Se il premier giapponese Abe ha detto di esser al 100% sulla linea di Trump - secondo cui con la Corea del Nord c’è sul tavolo anche l’opzione militare- il presidente sudcoreano Moon Jae-in la pensa diversamente tanto più che in caso di conflitto molti centri studi prevedono un numero spaventoso di vittime a Seul e dintorni. E da queste parti molti sono stati offesi e inorriditi dalle rivelazioni estive di un senatore americano, Lindsey Graham, secondo cui Trump avrebbe detto: se ci saranno vittime, saranno «lontano giù di là, non qui da noi». Più in generale, i sudcoreani si sentono «trascurati»: il tema del «Korea-passing» è stato molto dibattuto sui media, a fronte di un atteggiamento di Trump che sembra dare più importanza a Cina e Giappone anche nel trattare i problemi della penisola.
Niente visita alla Dmz
A differenza dei suoi predecessori, Trump non va nella zona smilitarizzata al confine in realtà più militarizzato del mondo: ha preferito recarsi a Camp Humphreys, l’enorme caserma-città a sud di Seul che ospita parte dei 28mila soldati americani nella penisola ed è diventata la maggiore struttura dell’esercito americano all’estero (dopo una espansione pagata quasi tutta dai sudcoreani). Diverse le interpretazioni sui motivi: fonti americane hanno riferito che ormai la visita alla Dmz stava diventando troppo scontata, per altri è stata la parte sudcoreana a fare resistenze, nel timore che un discorso infiammato di Trump al confine potesse essere controproducente.

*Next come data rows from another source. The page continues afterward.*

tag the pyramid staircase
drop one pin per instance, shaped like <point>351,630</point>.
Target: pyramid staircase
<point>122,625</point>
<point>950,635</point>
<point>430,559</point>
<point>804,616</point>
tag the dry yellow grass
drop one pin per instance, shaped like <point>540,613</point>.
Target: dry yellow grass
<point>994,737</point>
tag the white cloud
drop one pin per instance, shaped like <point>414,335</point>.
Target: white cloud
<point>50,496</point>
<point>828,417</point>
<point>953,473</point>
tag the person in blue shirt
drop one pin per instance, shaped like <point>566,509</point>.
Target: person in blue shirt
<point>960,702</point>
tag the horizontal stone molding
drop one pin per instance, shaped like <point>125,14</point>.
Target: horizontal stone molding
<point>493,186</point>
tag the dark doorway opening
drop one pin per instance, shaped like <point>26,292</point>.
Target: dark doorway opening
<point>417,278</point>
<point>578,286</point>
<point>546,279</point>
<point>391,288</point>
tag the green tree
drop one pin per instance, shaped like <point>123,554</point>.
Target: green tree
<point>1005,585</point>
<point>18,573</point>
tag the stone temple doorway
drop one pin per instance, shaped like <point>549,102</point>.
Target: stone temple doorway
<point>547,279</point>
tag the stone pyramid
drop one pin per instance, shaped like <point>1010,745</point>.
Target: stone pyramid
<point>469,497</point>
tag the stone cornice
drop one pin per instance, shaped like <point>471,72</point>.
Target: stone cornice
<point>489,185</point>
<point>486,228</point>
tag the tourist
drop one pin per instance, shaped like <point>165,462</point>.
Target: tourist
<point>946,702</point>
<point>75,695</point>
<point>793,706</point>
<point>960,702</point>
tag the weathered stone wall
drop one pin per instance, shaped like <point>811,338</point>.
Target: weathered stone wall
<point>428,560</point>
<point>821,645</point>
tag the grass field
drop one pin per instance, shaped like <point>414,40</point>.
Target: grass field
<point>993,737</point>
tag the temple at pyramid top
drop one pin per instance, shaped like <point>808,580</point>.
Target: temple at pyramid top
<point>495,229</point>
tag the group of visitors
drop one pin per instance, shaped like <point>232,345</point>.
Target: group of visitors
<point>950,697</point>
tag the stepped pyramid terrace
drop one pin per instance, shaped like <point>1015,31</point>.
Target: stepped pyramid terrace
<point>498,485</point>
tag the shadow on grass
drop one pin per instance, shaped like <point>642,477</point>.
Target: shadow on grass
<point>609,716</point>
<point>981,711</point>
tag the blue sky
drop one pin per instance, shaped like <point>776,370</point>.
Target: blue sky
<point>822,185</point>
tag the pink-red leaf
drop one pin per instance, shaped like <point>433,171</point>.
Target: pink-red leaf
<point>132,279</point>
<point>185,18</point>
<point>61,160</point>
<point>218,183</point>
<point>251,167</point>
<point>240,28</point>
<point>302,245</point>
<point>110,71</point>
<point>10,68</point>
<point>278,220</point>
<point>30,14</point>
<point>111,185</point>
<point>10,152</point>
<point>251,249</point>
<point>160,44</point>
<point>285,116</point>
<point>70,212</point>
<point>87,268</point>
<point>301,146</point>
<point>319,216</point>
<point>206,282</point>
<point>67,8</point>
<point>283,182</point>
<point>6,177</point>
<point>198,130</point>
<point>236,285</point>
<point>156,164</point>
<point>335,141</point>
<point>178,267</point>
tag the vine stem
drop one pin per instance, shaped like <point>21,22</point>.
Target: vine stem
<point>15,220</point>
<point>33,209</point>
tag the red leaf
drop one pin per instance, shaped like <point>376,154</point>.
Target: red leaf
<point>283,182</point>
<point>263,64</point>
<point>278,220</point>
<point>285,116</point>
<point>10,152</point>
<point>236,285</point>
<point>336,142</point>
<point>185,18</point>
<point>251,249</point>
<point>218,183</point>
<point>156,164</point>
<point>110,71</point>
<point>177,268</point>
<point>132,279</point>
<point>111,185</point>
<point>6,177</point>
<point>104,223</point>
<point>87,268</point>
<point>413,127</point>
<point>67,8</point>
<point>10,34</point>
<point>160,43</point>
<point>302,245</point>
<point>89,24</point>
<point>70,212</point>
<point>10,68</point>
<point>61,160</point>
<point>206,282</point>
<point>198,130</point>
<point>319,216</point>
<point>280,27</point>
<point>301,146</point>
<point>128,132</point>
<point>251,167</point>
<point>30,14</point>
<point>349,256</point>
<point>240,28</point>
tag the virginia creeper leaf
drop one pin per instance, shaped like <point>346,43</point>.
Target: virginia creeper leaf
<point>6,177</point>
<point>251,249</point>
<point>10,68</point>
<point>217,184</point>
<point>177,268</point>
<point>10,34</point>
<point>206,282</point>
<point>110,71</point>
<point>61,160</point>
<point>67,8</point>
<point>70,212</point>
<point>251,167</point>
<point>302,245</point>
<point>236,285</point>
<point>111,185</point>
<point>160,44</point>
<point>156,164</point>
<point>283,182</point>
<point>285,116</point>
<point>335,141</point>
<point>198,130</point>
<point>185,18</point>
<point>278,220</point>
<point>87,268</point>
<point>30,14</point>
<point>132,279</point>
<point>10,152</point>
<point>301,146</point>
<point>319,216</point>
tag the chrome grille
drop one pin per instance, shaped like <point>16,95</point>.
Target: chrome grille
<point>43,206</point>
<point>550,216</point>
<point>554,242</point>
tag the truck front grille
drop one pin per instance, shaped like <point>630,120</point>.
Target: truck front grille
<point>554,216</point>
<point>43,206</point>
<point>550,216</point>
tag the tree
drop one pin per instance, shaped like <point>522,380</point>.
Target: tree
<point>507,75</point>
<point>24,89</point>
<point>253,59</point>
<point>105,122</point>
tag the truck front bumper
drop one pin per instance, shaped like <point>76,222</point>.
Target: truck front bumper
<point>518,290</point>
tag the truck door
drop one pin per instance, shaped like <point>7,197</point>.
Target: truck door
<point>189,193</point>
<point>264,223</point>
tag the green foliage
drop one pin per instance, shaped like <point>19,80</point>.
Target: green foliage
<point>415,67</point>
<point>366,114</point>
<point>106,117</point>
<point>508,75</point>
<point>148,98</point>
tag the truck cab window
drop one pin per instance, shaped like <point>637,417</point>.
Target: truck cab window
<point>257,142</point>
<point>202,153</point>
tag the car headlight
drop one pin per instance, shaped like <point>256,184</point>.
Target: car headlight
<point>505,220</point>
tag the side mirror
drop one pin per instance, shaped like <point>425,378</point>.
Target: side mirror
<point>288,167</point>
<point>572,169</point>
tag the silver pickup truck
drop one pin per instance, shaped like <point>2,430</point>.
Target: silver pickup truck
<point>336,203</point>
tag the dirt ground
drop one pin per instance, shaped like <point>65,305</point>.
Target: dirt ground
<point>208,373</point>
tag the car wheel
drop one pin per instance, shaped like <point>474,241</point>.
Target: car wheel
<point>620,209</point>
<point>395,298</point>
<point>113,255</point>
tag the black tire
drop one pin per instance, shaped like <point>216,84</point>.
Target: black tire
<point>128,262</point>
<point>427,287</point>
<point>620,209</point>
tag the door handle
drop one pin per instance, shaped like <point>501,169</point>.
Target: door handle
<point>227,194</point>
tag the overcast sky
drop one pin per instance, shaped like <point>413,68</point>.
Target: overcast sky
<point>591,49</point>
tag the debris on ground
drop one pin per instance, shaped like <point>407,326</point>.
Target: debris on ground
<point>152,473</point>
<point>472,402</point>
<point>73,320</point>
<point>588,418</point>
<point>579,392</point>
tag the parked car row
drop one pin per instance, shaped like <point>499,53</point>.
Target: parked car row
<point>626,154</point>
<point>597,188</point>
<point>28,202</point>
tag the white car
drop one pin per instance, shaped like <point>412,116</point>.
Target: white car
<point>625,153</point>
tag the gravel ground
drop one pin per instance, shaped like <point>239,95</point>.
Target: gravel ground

Si tratta della prima «visita di Stato» di un presidente Usa a Seul da 25 anni (quella precedente fu di George H.W. Bush nel 1992). Domani il suo atteso o temuto discorso all’assemblea nazionale sudcoreana, prima della partenza per la Cina Moon Jaen-in ha vinto le elezioni, anticipate dallo scandalo politico-affaristico che ha travolto l’ex presidente Park Geun-hye (destituita e finita in carcere), proprio su una piattaforma di ricerca di una distensione con Pyongyang: ovvio che il suo obiettivo principale sia ottenere assicurazioni più o meno esplicite che un attacco americano non avverrà mai senza il suo consenso. In un tweet alla partenza da Tokyo, Trump l’ha definito un «fine gentleman».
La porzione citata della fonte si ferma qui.